I struggled with the word perfect for years and years and years. It felt like this impossible state that I had to somehow already have achieved with a password, able body and infinite bank account I didn’t have.

That is, until one day I was talking to my sister-in-law, who has her Ph.D. in Old English. She explained to me that in the middle ages, the word ‘perfect’ meant whole, or mature. For example, when you finished your seven year apprenticeship and presented your masterpiece before the guild it wasn’t expected to be flawless, but to demonstrate that your understand the whole of your craft and that you had become mature in your capacity and were ready to join the guild. If that was the case, then your masterpiece was perfect.

We’ve come up with a very different meaning for this word over the years, and I don’t know about you, but the flawlessness thing? I just can’t make that work. But mature? Even whole? I might not have arrived yet, but I can see the progress I make year on year as I keep on becoming mature. And that leaves me with a sense of hope and possibility and agency – the ability to think that I can make changes in my life!

So my question to you is this – what would it mean if perfection didn’t mean flawless? And what would this change?

#perfection #perfect #personalcoach #lifecoaching #lifecoach

2 thoughts on ““Perfection”

  1. I really like this perspective on “perfection” and I think I will try to keep it in mind from now on. As women, I believe we are more culturally beholden to strive toward other’s expectations of “perfection,” but it is just such an impossible task. As much as we may be aware of that, we often still try to uphold the perception of perfection. I am so grateful to the shifts in culture over the past few years;; the normalization of and appreciation for all body types. Unfortunately, I am very aware that women’s bodies and perceptions of beauty are faddish. What is beautiful today may change tomorrow. Though the trend towards health and wellness has been going strong since early 2000, I worry for the future. Politics and international relations have been taking an isolationist and conservative tilt. I worry what the impact of close-minded leaders will be.

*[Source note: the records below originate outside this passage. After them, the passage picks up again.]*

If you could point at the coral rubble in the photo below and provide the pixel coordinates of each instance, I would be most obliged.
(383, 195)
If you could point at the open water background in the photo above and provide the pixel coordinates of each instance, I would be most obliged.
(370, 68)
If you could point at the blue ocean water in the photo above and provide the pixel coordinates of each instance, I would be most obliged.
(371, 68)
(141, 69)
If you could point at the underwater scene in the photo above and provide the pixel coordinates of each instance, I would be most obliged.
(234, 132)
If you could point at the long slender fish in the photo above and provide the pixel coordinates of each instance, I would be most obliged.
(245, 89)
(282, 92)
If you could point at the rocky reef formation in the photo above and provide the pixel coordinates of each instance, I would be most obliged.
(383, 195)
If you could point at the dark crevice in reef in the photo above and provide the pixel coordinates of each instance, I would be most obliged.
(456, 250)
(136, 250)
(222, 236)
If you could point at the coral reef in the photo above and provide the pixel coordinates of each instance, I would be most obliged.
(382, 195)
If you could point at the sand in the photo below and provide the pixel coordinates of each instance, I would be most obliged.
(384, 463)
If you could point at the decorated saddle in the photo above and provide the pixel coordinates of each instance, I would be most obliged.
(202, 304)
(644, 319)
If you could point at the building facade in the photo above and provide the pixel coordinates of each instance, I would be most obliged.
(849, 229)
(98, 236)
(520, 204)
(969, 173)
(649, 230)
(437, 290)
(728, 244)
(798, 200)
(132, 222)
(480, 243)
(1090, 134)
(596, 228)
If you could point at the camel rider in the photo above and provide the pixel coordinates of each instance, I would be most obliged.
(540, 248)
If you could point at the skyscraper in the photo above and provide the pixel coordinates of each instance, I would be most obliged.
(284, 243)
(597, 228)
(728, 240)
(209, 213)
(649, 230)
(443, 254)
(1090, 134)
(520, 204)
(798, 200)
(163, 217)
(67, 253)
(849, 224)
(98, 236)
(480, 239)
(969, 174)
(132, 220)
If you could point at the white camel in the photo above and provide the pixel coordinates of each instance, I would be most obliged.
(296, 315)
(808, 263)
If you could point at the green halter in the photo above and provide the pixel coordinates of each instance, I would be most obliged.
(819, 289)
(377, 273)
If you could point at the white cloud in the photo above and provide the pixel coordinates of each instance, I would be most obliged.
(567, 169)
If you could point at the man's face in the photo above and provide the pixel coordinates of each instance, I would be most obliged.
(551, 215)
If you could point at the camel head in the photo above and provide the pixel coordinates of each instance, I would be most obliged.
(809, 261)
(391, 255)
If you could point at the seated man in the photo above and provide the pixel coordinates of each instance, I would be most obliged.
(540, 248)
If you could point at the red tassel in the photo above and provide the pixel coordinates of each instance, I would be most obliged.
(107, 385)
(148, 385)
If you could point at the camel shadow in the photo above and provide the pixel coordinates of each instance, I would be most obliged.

    1. Your connection between perfection of body and isolation in politics makes me think of a conversation I had last night with someone about the desire for perfection of ideas or values and the way this desire only ever seems to historically lead to splintering in relationships and brittleness of ideas. It is interesting to think of our understanding of perfection – not maturity but complete removal of anything less than flawlessness – as being an underlying cause for the political polarization we’re dealing with right now.

      Thank you for making me think!